Google Big Query offered the following advantages:
- Improved Features and Decreased Costs: Big Query has the capacity to can support handling and storage of massive data sets, as it favors an RDBMS based SQL system. With its effective resource management options, it could provide abstract details of the underlying hardware, database and other configurations. Its pricing is fixed based on the amount of data processed with these queries,
and not on storage volume, decreasing the overall costs significantly.
- Reduced Latencies: While offering superior usability, performance, and cost for its analytical use-cases, especially at scale, Big Query has quicker
response times and better performance options.
- Manageability and Usability: Google Big Query supports data optimization for fast queries, effective resources utilization distributed across time, query response times of a few minutes, and minimal database tuning. It also offers superior performance in terms of data distribution across a defined number of nodes. Big Query’s performance fluctuates substantially, as the same query against the same
data set will run twice (or ½) as fast on different days, especially for SQL-like queries made against multi-terabytes of data sets.

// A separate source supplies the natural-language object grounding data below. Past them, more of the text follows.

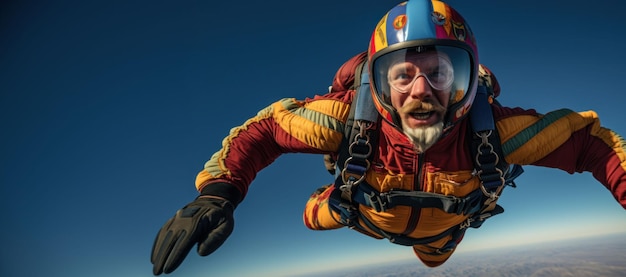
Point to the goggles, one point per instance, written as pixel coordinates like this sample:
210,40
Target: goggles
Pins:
435,68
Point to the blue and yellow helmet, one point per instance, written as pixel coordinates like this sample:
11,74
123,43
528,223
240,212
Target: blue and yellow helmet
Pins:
424,25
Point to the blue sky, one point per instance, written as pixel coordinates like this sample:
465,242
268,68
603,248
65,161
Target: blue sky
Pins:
108,109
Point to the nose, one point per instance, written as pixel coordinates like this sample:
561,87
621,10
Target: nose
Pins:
421,88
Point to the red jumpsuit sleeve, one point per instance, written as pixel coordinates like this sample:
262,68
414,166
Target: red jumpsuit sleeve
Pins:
313,125
573,142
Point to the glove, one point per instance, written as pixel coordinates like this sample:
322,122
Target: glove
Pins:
207,221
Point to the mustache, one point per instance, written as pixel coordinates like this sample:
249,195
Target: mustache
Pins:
421,106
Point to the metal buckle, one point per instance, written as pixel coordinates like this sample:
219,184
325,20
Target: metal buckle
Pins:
376,201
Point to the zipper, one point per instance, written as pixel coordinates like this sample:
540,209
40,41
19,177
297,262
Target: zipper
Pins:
417,186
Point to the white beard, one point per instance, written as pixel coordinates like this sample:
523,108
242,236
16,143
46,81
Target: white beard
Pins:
423,137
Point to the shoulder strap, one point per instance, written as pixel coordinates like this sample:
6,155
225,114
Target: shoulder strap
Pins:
486,148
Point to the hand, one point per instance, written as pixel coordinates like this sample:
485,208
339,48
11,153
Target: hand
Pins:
207,221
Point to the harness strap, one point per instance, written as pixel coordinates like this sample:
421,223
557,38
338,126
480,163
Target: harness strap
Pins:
366,195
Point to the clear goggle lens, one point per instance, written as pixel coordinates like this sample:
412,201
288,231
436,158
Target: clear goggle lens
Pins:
436,69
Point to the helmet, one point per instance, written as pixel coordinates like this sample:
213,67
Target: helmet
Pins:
420,26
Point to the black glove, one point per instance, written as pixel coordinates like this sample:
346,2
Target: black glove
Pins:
207,221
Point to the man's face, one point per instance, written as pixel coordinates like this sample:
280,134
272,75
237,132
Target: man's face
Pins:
420,91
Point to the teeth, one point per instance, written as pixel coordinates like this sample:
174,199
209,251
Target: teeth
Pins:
424,115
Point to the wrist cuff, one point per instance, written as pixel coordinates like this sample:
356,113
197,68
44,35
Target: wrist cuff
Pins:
224,190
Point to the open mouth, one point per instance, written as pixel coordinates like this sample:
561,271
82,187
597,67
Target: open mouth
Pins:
421,115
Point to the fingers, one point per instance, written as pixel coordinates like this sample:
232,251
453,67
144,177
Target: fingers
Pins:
170,247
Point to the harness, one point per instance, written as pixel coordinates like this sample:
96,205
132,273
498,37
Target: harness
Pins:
354,161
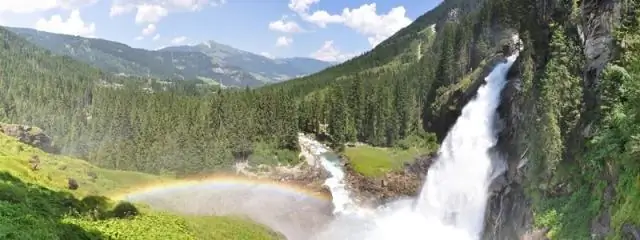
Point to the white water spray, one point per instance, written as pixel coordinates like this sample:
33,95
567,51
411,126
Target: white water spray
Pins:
452,202
342,202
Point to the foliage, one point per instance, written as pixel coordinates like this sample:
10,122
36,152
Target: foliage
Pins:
228,66
601,176
33,205
376,161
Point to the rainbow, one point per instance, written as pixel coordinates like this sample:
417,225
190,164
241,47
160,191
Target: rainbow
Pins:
221,180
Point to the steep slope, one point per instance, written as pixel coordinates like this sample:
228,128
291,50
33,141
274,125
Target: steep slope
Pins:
116,122
272,70
210,61
38,205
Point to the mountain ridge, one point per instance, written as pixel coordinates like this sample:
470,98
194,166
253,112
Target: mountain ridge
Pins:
210,62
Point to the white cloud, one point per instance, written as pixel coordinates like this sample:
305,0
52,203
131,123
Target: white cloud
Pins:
150,29
376,27
120,9
267,55
322,18
74,25
285,26
283,41
364,19
31,6
301,6
330,53
148,13
154,10
178,40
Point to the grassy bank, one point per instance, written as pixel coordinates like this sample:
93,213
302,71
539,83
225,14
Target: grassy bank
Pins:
376,161
37,204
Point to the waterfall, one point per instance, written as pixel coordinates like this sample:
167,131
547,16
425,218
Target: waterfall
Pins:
452,202
456,189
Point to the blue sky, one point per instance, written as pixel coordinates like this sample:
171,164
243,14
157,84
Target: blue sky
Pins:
329,30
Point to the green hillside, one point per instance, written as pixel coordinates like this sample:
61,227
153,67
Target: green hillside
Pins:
209,60
38,205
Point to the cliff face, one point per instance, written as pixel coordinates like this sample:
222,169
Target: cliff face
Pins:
510,213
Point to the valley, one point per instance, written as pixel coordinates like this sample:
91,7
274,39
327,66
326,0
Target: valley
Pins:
208,62
493,119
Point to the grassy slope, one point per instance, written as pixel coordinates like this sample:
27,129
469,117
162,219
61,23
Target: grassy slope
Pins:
36,205
376,161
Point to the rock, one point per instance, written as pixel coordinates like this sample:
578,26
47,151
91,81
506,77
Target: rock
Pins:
29,135
391,186
538,234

The other key components used, as part of GCP:
- Google Compute Engine: Implemented as an infrastructure-as-a-service (IaaS) solution that provides the features of virtual machine instances
for hosting the workloads of M&E data volume, for the music consumers.
- Google Cloud Storage: a data lake solution synonymous with Amazon S3, to store large, unstructured
data sets of the incoming media and entertainment data.
- Google Cloud Dataflow: a data processing service intended for ETL Operations and Analytics, to support real-time
big data processing of the unstructured business data.
- Performance Improvement of up to 75%, due to the adoption of robust and cost optimized Google Big Query, which offers simplistic performance and offers pricing based on the number of queries processed.
- Reduced data latency: Post migration to Google Cloud,
the tasks could be completed within 1 hour, a considerable reduction in time.
- Significant reduction in downtime: As per the industry best practices, the client’s current infrastructure could be kept at par with the data scale and query patterns. The current M&E data has been running
on the new system Google Big Query, for the past 1 year, with minimal downtime hours.
- Support for near real-time updates of over 4 hours Based on inputs obtained from over 10-15 partners and over 70 Priority partners,
supporting downloads & other live streaming options.